The Harshest Rule in Indian Tax
In traditional investing, the government shares your pain. If you make a profit on Reliance shares and a loss on Tata shares, you can set off the loss against the profit and only pay tax on the net gain.
For cryptocurrency, the government takes a different approach: Heads I win, tails you lose.
Quick stat: Under Section 115BBH(2), a loss from one VDA cannot be set off against gains from another VDA or any other income, and crypto losses cannot be carried forward at all (Source: Income Tax Act, Section 115BBH).
The "No Set-Off" Rule
Under Section 115BBH of the Income Tax Act, the rules for Virtual Digital Assets (VDAs) are brutally clear:
- No Inter-Crypto Set-Off: You cannot set off a loss from one crypto token against a profit from another.

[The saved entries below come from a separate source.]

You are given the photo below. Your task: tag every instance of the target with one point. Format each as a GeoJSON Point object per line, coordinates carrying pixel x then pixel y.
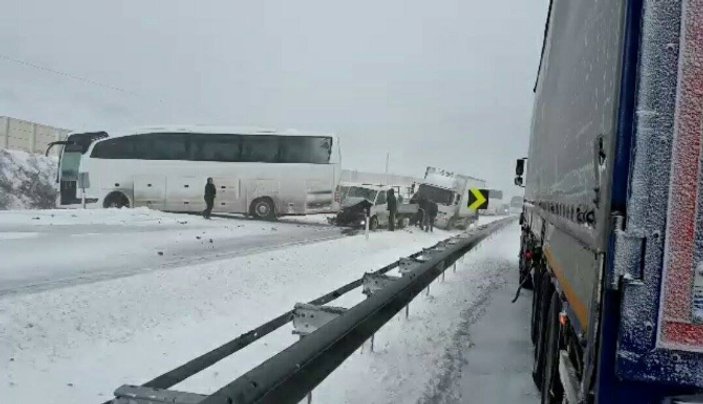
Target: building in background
{"type": "Point", "coordinates": [17, 134]}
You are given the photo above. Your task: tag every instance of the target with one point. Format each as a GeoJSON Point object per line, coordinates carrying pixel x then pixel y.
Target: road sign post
{"type": "Point", "coordinates": [478, 199]}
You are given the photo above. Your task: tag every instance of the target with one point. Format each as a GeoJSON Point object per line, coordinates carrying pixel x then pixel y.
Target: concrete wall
{"type": "Point", "coordinates": [17, 134]}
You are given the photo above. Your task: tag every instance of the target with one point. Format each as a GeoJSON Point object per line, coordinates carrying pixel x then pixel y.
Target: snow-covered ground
{"type": "Point", "coordinates": [27, 181]}
{"type": "Point", "coordinates": [445, 352]}
{"type": "Point", "coordinates": [78, 342]}
{"type": "Point", "coordinates": [42, 249]}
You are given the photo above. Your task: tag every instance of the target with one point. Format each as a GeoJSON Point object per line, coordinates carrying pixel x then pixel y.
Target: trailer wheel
{"type": "Point", "coordinates": [552, 390]}
{"type": "Point", "coordinates": [540, 324]}
{"type": "Point", "coordinates": [116, 200]}
{"type": "Point", "coordinates": [262, 208]}
{"type": "Point", "coordinates": [535, 307]}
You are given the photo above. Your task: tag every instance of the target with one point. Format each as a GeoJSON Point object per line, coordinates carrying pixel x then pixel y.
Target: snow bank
{"type": "Point", "coordinates": [27, 181]}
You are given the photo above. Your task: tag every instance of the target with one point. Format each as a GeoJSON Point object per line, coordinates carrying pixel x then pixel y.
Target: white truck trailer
{"type": "Point", "coordinates": [450, 191]}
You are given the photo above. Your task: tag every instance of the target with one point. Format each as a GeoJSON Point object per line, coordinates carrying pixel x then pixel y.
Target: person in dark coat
{"type": "Point", "coordinates": [433, 209]}
{"type": "Point", "coordinates": [425, 207]}
{"type": "Point", "coordinates": [392, 209]}
{"type": "Point", "coordinates": [210, 192]}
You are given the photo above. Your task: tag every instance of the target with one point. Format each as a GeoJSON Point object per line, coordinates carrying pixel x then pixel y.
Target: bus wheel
{"type": "Point", "coordinates": [116, 200]}
{"type": "Point", "coordinates": [552, 390]}
{"type": "Point", "coordinates": [262, 208]}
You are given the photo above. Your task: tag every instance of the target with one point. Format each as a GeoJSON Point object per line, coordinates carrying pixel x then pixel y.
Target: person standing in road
{"type": "Point", "coordinates": [210, 192]}
{"type": "Point", "coordinates": [433, 214]}
{"type": "Point", "coordinates": [392, 209]}
{"type": "Point", "coordinates": [425, 206]}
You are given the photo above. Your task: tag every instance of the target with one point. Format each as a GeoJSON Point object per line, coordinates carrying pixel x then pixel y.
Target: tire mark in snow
{"type": "Point", "coordinates": [443, 389]}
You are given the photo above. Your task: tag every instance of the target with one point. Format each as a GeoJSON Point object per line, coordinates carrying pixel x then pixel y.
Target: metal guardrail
{"type": "Point", "coordinates": [291, 374]}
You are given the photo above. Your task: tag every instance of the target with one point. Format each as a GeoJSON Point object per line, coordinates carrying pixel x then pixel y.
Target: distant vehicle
{"type": "Point", "coordinates": [372, 198]}
{"type": "Point", "coordinates": [73, 149]}
{"type": "Point", "coordinates": [261, 173]}
{"type": "Point", "coordinates": [450, 191]}
{"type": "Point", "coordinates": [612, 225]}
{"type": "Point", "coordinates": [341, 192]}
{"type": "Point", "coordinates": [516, 205]}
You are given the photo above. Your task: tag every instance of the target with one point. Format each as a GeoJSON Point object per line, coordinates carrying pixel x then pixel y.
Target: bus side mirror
{"type": "Point", "coordinates": [519, 171]}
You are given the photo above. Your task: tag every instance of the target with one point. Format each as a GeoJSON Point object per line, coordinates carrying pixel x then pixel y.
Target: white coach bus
{"type": "Point", "coordinates": [262, 173]}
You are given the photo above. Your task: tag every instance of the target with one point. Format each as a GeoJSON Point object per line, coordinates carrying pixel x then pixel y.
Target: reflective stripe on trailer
{"type": "Point", "coordinates": [682, 295]}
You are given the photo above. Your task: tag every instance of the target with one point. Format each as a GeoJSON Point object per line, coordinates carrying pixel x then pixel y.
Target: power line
{"type": "Point", "coordinates": [71, 76]}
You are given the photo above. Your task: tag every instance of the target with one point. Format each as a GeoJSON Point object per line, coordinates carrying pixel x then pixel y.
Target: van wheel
{"type": "Point", "coordinates": [262, 208]}
{"type": "Point", "coordinates": [552, 390]}
{"type": "Point", "coordinates": [116, 200]}
{"type": "Point", "coordinates": [373, 223]}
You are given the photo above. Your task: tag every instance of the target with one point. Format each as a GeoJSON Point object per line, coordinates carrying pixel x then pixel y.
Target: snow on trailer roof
{"type": "Point", "coordinates": [209, 129]}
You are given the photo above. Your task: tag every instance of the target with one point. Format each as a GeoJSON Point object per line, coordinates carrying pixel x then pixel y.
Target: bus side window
{"type": "Point", "coordinates": [262, 149]}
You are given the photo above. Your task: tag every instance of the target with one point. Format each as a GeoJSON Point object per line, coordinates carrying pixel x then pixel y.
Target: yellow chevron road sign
{"type": "Point", "coordinates": [478, 198]}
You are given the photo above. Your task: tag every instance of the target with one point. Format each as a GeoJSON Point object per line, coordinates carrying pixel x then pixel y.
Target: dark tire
{"type": "Point", "coordinates": [116, 200]}
{"type": "Point", "coordinates": [373, 223]}
{"type": "Point", "coordinates": [526, 280]}
{"type": "Point", "coordinates": [540, 323]}
{"type": "Point", "coordinates": [535, 308]}
{"type": "Point", "coordinates": [262, 208]}
{"type": "Point", "coordinates": [552, 390]}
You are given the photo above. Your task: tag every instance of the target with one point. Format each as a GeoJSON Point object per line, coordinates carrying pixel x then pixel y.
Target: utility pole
{"type": "Point", "coordinates": [388, 158]}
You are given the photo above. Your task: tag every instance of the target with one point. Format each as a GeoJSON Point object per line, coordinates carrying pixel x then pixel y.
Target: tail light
{"type": "Point", "coordinates": [682, 295]}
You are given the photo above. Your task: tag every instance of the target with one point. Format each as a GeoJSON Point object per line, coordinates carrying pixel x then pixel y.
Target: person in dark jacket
{"type": "Point", "coordinates": [433, 209]}
{"type": "Point", "coordinates": [210, 192]}
{"type": "Point", "coordinates": [392, 209]}
{"type": "Point", "coordinates": [425, 207]}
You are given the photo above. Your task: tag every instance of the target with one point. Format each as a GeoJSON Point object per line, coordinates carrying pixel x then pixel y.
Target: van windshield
{"type": "Point", "coordinates": [359, 192]}
{"type": "Point", "coordinates": [435, 194]}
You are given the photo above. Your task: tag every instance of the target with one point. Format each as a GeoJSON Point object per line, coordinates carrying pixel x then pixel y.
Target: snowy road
{"type": "Point", "coordinates": [79, 342]}
{"type": "Point", "coordinates": [47, 249]}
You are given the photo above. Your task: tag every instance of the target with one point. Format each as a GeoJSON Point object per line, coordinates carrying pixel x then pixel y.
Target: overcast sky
{"type": "Point", "coordinates": [446, 83]}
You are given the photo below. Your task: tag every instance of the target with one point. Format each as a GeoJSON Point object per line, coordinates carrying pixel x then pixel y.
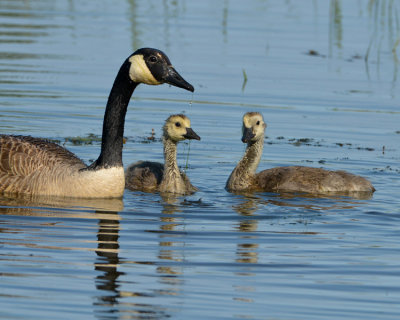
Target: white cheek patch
{"type": "Point", "coordinates": [139, 72]}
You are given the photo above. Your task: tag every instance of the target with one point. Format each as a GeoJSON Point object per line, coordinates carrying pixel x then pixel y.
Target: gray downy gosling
{"type": "Point", "coordinates": [36, 167]}
{"type": "Point", "coordinates": [154, 176]}
{"type": "Point", "coordinates": [285, 179]}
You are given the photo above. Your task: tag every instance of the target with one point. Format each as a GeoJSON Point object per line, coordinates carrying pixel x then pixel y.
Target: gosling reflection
{"type": "Point", "coordinates": [170, 275]}
{"type": "Point", "coordinates": [247, 251]}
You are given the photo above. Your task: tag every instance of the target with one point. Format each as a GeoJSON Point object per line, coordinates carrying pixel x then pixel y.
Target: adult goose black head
{"type": "Point", "coordinates": [37, 167]}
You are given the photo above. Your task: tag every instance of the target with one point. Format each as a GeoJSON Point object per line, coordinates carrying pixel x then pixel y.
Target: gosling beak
{"type": "Point", "coordinates": [190, 134]}
{"type": "Point", "coordinates": [174, 78]}
{"type": "Point", "coordinates": [247, 135]}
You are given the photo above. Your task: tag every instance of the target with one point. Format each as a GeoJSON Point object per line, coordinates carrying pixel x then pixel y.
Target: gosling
{"type": "Point", "coordinates": [286, 179]}
{"type": "Point", "coordinates": [150, 176]}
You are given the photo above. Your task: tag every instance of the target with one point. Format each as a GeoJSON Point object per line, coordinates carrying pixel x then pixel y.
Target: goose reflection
{"type": "Point", "coordinates": [170, 275]}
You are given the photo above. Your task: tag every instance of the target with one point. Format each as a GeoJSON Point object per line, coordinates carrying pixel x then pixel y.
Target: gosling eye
{"type": "Point", "coordinates": [153, 59]}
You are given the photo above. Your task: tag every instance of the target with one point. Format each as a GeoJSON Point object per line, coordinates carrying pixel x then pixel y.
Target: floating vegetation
{"type": "Point", "coordinates": [297, 142]}
{"type": "Point", "coordinates": [386, 169]}
{"type": "Point", "coordinates": [244, 79]}
{"type": "Point", "coordinates": [315, 53]}
{"type": "Point", "coordinates": [79, 141]}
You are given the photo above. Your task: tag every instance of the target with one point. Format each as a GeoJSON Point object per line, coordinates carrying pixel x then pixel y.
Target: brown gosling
{"type": "Point", "coordinates": [37, 167]}
{"type": "Point", "coordinates": [286, 179]}
{"type": "Point", "coordinates": [154, 176]}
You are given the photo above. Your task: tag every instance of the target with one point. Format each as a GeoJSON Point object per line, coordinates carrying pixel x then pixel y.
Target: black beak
{"type": "Point", "coordinates": [174, 78]}
{"type": "Point", "coordinates": [190, 134]}
{"type": "Point", "coordinates": [247, 135]}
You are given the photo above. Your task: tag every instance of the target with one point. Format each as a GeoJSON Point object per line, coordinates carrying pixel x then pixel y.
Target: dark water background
{"type": "Point", "coordinates": [325, 76]}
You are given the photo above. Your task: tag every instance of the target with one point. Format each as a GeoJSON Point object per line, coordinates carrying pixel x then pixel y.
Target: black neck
{"type": "Point", "coordinates": [114, 120]}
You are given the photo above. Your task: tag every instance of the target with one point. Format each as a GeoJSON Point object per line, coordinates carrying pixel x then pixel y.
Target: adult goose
{"type": "Point", "coordinates": [292, 179]}
{"type": "Point", "coordinates": [154, 176]}
{"type": "Point", "coordinates": [37, 167]}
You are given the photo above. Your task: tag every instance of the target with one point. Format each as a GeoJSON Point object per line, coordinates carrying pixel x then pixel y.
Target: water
{"type": "Point", "coordinates": [324, 75]}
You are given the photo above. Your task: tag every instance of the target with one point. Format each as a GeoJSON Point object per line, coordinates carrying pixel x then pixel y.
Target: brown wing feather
{"type": "Point", "coordinates": [312, 180]}
{"type": "Point", "coordinates": [24, 159]}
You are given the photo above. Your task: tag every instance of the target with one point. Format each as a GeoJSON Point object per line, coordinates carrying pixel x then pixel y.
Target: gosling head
{"type": "Point", "coordinates": [177, 128]}
{"type": "Point", "coordinates": [253, 127]}
{"type": "Point", "coordinates": [152, 66]}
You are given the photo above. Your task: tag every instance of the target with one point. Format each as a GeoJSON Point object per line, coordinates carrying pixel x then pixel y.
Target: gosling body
{"type": "Point", "coordinates": [286, 179]}
{"type": "Point", "coordinates": [37, 167]}
{"type": "Point", "coordinates": [165, 178]}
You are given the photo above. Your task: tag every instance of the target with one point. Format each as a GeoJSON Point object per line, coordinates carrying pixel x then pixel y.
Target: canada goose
{"type": "Point", "coordinates": [35, 166]}
{"type": "Point", "coordinates": [296, 178]}
{"type": "Point", "coordinates": [154, 176]}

- - If you make ₹1,00,000 profit on Bitcoin and lose ₹80,000 on Dogecoin, your taxable income is ₹1,00,000. You will pay ₹30,000 in tax (30%), even though your actual net profit is only ₹20,000.
- No Cross-Income Set-Off: You cannot set off crypto losses against your salary, business income, or stock market capital gains.
- No Carry Forward: If you end the year with a massive net loss in crypto, you cannot carry that loss forward to reduce your taxes in future years. The loss simply vanishes for tax purposes.
Why did the government do this?
The government introduced these punitive rules to actively discourage retail speculation in highly volatile crypto assets. By refusing to subsidize losses, they ensure that only those willing to bear the full brunt of the downside participate in the market.
How to Report This in ITR
When you fill out Schedule VDA in ITR-2 or ITR-3, you must list your trades. The utility on incometax.gov.in is programmed with these rules. It will automatically sum up the "Income" column (the profitable trades) and apply the 30% tax, while completely ignoring the rows where the outcome is a loss.
Don't try to net it out yourself A common mistake is manually calculating your net profit across all trades and entering a single row in Schedule VDA. If the tax department audits you and finds you netted losses against gains, you will face severe penalties for tax evasion. Always report the gross profits accurately.
How LastMinute ITR helps
We separate your profitable and loss-making VDA trades so the gross profit is taxed correctly, and we reconcile the totals against your AIS before you file on incometax.gov.in.
Start with LastMinute ITR · import your exchange report · fix an AIS mismatch.
What you should do
- Accept that each profitable trade is taxed at 30% on its own, with no offset.
- Do not bank on carrying crypto losses forward; they expire each year.
- Report gross profits trade-by-trade in Schedule VDA.
Common mistake
Offsetting a Dogecoin loss against a Bitcoin gain. The law forbids inter-crypto set-off. You pay 30% on the full winning trade even if your overall portfolio is down.